CAMDEN, N.J. _ Atlantic City Mayor Frank M. Gilliam Jr. admitted Thursday to embezzling more than $87,000 meant to buy school supplies and fund activities for a youth basketball club he co-founded, becoming the latest in a long string of the city's elected leaders to face possible prison time.
Even as Gilliam, 49, was raising funds for the Atlantic City Starz, an organization he has touted both in his campaigns and his official biography, he was spending donors' money on luxury clothing, expensive meals and trips that had nothing to do with the underprivileged children the organization was supposed to serve, prosecutors said.
The mayor pleaded guilty to one count of wire fraud in a hearing Thursday before U.S. District Judge Joseph Rodriguez _ and now faces a potential prison sentence of up to 20 years. The judge informed him that his plea could also mean he would no longer be able to hold public office.
Thursday afternoon, New Jersey Gov.

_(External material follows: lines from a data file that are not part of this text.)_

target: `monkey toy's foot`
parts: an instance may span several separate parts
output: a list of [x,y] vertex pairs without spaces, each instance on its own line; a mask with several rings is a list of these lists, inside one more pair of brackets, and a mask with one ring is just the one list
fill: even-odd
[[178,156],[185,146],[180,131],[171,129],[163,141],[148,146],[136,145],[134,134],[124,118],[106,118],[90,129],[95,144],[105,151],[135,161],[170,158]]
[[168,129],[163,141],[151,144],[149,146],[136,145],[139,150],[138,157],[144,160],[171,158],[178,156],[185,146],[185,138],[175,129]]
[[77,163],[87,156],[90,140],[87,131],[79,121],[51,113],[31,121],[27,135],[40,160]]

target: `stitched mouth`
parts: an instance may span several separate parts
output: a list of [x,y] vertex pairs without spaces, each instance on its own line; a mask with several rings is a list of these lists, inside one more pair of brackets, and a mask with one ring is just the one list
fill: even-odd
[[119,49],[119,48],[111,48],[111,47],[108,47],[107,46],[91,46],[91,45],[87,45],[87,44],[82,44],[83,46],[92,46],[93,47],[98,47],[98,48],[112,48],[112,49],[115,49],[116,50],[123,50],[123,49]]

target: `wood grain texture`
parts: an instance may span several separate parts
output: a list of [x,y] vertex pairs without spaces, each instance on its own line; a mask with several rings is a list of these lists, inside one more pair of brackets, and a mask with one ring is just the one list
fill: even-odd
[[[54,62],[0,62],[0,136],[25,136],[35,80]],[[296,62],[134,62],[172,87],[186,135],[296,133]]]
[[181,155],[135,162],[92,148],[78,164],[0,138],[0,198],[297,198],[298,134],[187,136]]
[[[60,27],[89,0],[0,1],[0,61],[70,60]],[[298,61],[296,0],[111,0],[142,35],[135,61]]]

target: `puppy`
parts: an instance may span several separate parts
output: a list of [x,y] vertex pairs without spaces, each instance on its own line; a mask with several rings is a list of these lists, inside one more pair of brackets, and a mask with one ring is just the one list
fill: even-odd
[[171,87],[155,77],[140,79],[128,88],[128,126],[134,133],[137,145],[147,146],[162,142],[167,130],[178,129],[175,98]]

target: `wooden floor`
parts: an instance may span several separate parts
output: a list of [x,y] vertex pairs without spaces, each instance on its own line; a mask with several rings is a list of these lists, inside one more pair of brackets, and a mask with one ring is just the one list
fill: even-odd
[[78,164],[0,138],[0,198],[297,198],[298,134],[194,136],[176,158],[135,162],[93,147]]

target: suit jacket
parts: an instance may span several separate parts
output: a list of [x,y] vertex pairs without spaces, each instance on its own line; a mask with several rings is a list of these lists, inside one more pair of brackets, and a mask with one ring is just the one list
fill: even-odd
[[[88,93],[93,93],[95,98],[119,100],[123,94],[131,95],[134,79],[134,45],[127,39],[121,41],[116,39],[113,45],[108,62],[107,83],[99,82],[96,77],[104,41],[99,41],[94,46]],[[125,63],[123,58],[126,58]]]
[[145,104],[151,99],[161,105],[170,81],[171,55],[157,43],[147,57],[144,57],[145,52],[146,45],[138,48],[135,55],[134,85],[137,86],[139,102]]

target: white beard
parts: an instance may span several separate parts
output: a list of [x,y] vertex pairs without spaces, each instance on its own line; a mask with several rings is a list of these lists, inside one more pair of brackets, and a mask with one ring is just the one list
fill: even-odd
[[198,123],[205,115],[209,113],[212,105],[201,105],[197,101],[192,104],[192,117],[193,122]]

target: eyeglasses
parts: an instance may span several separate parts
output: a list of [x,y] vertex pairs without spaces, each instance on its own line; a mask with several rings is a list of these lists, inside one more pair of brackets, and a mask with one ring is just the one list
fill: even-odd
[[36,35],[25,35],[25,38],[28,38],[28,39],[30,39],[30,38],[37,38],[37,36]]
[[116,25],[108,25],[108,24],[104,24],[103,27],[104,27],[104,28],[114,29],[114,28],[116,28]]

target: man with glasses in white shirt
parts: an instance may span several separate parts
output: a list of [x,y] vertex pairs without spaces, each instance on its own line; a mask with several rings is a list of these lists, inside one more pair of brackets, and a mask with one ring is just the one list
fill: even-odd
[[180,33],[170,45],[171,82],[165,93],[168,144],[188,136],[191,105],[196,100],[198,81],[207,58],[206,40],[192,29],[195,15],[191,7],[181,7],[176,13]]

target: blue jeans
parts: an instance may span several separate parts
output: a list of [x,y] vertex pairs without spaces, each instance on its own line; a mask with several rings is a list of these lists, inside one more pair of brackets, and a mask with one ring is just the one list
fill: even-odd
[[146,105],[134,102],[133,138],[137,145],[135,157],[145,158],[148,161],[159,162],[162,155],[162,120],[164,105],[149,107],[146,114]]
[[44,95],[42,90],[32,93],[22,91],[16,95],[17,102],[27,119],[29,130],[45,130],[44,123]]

Philip Murphy called the charge to which Gilliam pleaded "despicable," and said he "must resign" to make way for a mayor who would focus on the "betterment of Atlantic City and not themselves." But a spokeswoman in his seventh-floor City Hall office said Gilliam was still the mayor.
"When a scheme depletes charity for children, it's unconscionable," said Gregory W. Ehrie, special agent in charge of the FBI's Newark office, in a statement. "But when the fraud is perpetrated by someone the public trusts, it damages the community's confidence in their public servants. This defendant betrayed the trust of his community and of people of people who wanted to improve the lives of children."
A former city councilman elected to lead the cash-strapped casino town in 2017, Gilliam declined to comment when asked by reporters after Thursday's hearing whether he intended to resign his post. His lawyer, Harry H. Rimm, stressed that the mayor's crimes had no connection to his role as a public official and did not involve taxpayer funds.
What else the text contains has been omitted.